Learning performance tricks and c++11 > features.

kamran · Jun 18, 2016

Hi, So I've learned c++ from cplusplus.com and tutorialspoint.com and the other things by experience or from other places (while learning OpenGL qt and other stuff for example)

My problem is I don't know many performance related stuff. for example I only recently learned that using a reference in the function reduces the time the function takes, specially while in a loop!
Or I don't know anything about the lambda expressions. my firend gave me a 900 page book "C++ Primer (5th Edition) by Lippmann" And I find reading the book a torture, I already know half the stuff, it's all basics, every 70 pages I learn something little like the decltype(), isn't there any better way to learn these?

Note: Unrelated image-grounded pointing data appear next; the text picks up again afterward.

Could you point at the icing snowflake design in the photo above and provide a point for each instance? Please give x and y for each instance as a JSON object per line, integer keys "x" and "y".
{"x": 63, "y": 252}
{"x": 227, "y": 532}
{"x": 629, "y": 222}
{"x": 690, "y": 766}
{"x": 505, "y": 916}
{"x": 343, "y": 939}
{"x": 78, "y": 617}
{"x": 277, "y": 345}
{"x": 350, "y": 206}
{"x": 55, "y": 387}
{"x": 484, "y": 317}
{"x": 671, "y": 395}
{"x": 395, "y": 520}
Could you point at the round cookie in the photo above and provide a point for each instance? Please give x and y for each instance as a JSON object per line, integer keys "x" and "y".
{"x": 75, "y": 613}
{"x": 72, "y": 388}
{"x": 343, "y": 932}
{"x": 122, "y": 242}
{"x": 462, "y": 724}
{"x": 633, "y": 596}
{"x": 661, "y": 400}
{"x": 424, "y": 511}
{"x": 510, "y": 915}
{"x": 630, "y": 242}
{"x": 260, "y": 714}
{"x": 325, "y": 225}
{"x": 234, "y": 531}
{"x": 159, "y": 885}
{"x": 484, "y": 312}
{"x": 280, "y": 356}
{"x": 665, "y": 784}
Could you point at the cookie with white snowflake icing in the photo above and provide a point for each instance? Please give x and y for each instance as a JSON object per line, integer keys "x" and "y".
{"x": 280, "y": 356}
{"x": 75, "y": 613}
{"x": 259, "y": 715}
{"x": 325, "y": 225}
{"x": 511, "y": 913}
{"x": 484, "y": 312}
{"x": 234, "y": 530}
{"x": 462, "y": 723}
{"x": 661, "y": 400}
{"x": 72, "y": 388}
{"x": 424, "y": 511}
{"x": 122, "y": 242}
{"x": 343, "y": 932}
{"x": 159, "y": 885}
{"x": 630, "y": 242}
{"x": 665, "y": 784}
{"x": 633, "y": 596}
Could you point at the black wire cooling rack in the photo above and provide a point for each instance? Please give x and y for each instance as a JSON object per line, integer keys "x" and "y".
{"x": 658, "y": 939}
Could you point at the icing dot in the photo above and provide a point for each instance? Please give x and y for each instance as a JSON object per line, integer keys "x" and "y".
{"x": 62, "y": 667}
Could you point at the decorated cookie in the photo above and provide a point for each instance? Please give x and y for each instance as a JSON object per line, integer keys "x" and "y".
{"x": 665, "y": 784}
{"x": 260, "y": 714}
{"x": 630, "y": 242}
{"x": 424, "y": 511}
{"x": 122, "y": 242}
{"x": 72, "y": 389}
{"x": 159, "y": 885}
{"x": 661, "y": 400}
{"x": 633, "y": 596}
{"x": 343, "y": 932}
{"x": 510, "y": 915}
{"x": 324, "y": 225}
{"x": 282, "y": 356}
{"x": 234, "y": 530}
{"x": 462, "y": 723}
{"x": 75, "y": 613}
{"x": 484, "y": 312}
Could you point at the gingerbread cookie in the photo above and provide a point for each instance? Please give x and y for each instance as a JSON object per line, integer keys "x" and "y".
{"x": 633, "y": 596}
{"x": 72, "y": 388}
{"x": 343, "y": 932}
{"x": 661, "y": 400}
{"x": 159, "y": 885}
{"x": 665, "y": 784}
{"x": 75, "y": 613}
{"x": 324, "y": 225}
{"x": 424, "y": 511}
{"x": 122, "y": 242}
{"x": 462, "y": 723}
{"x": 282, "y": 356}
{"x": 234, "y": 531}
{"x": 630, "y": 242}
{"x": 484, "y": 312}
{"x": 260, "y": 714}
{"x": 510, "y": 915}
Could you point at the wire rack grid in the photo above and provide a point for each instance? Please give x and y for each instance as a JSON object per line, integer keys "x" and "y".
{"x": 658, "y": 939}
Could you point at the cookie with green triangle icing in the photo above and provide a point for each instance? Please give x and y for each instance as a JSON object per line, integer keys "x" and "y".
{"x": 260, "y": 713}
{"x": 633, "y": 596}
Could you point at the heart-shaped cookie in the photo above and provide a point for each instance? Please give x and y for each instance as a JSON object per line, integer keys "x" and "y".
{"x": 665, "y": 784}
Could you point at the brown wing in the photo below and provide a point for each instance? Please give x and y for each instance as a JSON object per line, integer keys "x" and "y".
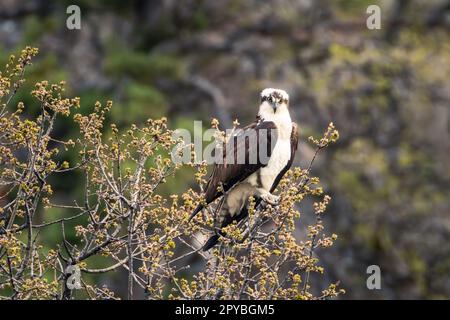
{"x": 294, "y": 145}
{"x": 225, "y": 175}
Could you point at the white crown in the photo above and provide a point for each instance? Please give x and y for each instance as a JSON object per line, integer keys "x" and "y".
{"x": 268, "y": 92}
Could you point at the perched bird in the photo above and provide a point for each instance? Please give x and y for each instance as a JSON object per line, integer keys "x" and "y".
{"x": 258, "y": 175}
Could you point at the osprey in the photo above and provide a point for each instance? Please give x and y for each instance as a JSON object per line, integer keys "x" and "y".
{"x": 235, "y": 181}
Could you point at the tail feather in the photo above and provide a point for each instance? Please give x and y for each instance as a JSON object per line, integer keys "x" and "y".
{"x": 211, "y": 242}
{"x": 194, "y": 213}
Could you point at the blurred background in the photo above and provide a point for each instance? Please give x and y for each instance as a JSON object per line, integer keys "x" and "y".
{"x": 387, "y": 91}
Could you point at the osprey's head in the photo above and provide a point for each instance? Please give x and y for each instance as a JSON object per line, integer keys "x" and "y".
{"x": 273, "y": 102}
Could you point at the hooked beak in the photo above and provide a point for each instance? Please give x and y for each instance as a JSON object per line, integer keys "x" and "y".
{"x": 275, "y": 105}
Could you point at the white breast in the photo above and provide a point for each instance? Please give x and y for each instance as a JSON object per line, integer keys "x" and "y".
{"x": 279, "y": 159}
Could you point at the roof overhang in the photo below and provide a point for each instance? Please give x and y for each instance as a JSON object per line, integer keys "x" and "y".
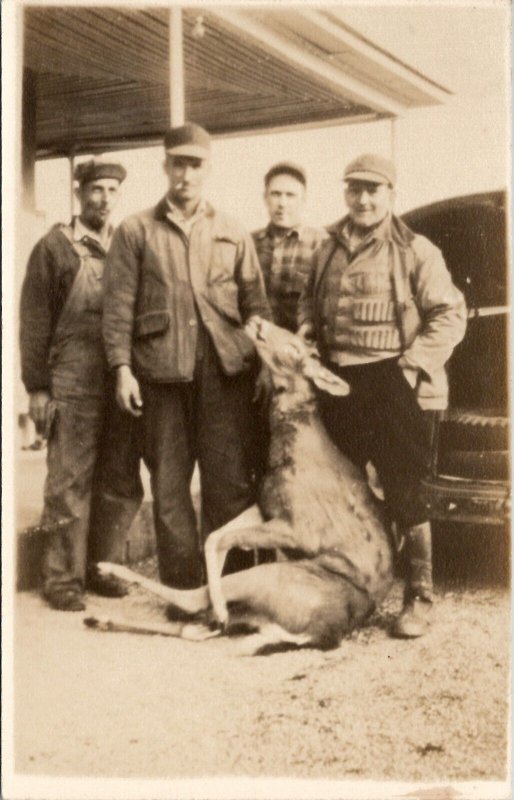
{"x": 102, "y": 73}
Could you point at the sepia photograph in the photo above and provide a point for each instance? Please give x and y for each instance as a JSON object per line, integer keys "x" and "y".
{"x": 256, "y": 446}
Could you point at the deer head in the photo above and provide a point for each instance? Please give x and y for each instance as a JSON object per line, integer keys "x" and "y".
{"x": 294, "y": 365}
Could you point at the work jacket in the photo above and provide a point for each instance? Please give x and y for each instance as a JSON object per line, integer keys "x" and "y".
{"x": 430, "y": 311}
{"x": 151, "y": 310}
{"x": 51, "y": 273}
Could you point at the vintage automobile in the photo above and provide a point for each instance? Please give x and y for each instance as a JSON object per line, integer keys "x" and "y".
{"x": 470, "y": 471}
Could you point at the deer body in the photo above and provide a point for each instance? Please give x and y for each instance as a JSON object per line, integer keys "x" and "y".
{"x": 316, "y": 508}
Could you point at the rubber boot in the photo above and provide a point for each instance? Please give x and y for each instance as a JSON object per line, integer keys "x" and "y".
{"x": 417, "y": 600}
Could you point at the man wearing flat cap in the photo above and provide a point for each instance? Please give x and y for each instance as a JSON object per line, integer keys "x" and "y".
{"x": 65, "y": 374}
{"x": 386, "y": 316}
{"x": 182, "y": 279}
{"x": 285, "y": 246}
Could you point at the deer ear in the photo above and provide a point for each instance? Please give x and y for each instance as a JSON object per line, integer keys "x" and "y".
{"x": 325, "y": 380}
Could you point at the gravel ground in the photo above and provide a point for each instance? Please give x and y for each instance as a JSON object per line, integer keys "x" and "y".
{"x": 111, "y": 704}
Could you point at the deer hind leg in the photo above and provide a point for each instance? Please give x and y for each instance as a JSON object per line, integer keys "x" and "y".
{"x": 274, "y": 533}
{"x": 295, "y": 603}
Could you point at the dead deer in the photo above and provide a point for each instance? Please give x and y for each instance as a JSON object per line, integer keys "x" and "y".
{"x": 315, "y": 507}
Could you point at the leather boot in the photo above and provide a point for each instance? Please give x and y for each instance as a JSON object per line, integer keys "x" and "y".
{"x": 417, "y": 600}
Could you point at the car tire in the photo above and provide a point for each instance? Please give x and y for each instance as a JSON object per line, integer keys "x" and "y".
{"x": 477, "y": 431}
{"x": 487, "y": 465}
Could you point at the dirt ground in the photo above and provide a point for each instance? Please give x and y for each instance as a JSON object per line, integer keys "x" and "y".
{"x": 110, "y": 704}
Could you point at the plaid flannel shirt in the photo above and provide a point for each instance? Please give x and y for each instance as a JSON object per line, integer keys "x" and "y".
{"x": 285, "y": 260}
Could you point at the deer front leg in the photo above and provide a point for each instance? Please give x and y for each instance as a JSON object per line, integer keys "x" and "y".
{"x": 274, "y": 533}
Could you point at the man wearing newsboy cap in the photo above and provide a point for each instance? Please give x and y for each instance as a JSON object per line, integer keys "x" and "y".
{"x": 386, "y": 316}
{"x": 65, "y": 373}
{"x": 182, "y": 279}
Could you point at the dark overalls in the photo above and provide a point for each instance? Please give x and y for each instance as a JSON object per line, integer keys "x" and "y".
{"x": 93, "y": 466}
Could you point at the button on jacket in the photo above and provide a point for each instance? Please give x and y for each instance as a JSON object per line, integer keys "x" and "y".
{"x": 159, "y": 283}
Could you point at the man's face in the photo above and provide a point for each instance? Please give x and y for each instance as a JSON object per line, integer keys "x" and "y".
{"x": 97, "y": 200}
{"x": 186, "y": 177}
{"x": 285, "y": 197}
{"x": 368, "y": 203}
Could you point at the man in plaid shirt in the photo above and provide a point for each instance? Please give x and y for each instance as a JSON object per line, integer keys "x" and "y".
{"x": 285, "y": 246}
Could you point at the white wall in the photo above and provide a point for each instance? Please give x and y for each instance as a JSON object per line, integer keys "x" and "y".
{"x": 441, "y": 151}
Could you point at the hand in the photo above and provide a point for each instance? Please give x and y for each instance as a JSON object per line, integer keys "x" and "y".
{"x": 38, "y": 411}
{"x": 306, "y": 331}
{"x": 411, "y": 375}
{"x": 128, "y": 395}
{"x": 263, "y": 385}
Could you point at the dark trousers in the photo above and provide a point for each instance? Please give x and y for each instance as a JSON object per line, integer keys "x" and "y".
{"x": 206, "y": 420}
{"x": 380, "y": 421}
{"x": 93, "y": 489}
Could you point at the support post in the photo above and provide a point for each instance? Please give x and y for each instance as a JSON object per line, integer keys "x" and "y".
{"x": 28, "y": 139}
{"x": 176, "y": 63}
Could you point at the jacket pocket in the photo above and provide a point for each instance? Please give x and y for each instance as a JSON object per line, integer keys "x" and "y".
{"x": 153, "y": 323}
{"x": 224, "y": 297}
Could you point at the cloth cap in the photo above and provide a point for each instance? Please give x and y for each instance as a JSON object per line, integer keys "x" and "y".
{"x": 96, "y": 168}
{"x": 371, "y": 167}
{"x": 286, "y": 168}
{"x": 188, "y": 140}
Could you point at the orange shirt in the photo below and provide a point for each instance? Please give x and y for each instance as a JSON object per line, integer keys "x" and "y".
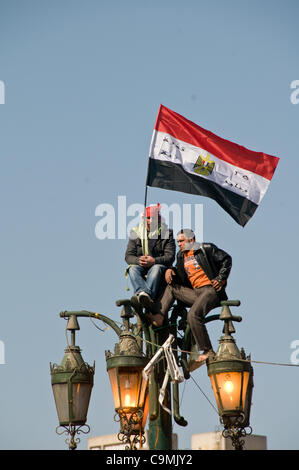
{"x": 195, "y": 273}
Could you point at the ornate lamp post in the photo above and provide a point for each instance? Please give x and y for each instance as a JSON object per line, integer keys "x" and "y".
{"x": 134, "y": 396}
{"x": 72, "y": 382}
{"x": 231, "y": 375}
{"x": 129, "y": 387}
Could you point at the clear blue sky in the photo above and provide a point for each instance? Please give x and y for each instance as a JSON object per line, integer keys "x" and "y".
{"x": 83, "y": 83}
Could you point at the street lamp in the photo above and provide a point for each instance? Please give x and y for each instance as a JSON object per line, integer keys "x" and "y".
{"x": 72, "y": 382}
{"x": 129, "y": 387}
{"x": 231, "y": 376}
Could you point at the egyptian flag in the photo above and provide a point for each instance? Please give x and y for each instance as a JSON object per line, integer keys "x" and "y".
{"x": 185, "y": 157}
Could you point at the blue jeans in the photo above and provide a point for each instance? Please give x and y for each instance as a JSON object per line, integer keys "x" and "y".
{"x": 151, "y": 284}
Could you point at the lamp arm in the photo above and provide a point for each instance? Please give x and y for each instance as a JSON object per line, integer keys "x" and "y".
{"x": 85, "y": 313}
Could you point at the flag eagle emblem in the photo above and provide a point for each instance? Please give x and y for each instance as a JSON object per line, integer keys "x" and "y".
{"x": 203, "y": 166}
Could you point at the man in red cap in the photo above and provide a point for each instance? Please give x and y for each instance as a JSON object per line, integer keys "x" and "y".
{"x": 150, "y": 250}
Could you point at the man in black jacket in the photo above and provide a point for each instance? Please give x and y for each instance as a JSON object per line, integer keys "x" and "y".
{"x": 150, "y": 250}
{"x": 198, "y": 281}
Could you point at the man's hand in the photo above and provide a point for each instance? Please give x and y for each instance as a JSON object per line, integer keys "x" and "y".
{"x": 217, "y": 284}
{"x": 169, "y": 273}
{"x": 146, "y": 261}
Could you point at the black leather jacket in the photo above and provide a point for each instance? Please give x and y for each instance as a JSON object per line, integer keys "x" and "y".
{"x": 215, "y": 262}
{"x": 162, "y": 249}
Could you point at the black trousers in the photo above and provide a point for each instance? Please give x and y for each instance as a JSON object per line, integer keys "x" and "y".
{"x": 201, "y": 301}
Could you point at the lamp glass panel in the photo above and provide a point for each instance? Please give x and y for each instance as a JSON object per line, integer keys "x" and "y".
{"x": 229, "y": 385}
{"x": 81, "y": 397}
{"x": 129, "y": 381}
{"x": 145, "y": 411}
{"x": 114, "y": 386}
{"x": 212, "y": 377}
{"x": 245, "y": 386}
{"x": 60, "y": 392}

Like a book only related to these with no basics. or a website:?

JrClocker · Jun 18, 2016

Any reason for C++ and not C#?

When you say performance...what exactly do you mean? The code you write gets compiled into an intermediate step, and runs directly from the CLR.

If you are on a 64-bit machine, only use double precision math, as single precision is slower (the native CLR is double precision, so it has to convert back and forth to single precision).

It would be easier to help with optimizations if I knew a context.

For example, if you are doing large loops, .NET has a "parallel.for" and a "parallel.foreach" that will run your loops in a multithreaded fashion.

kamran · Jun 18, 2016

JrClocker said:
Any reason for C++ and not C#?

When you say performance...what exactly do you mean? The code you write gets compiled into an intermediate step, and runs directly from the CLR.

If you are on a 64-bit machine, only use double precision math, as single precision is slower (the native CLR is double precision, so it has to convert back and forth to single precision).

It would be easier to help with optimizations if I knew a context.

For example, if you are doing large loops, .NET has a "parallel.for" and a "parallel.foreach" that will run your loops in a multi-threaded fashion.

well AFAIK c# is windows only
and I just prefer c++

Don't know why, I don't know much about c# (only bare basics) C++ is my first language
well I might have a algorithm that needs run faster! for example I also know that using Vector is faster then arrays! And better in total! I'm just talking about things to know to use when I need my code to run faster, And also, isn't it always good to have a fast code ^_^? who knows maybe one day I might end up programming for games and in that area afaik, performance is SUPER super important! Or I might even do scientific programming

JrClocker · Jun 18, 2016

I started with assembly, then BASIC, then C, then Visual Basic, then C++, then Java, then C#, then ...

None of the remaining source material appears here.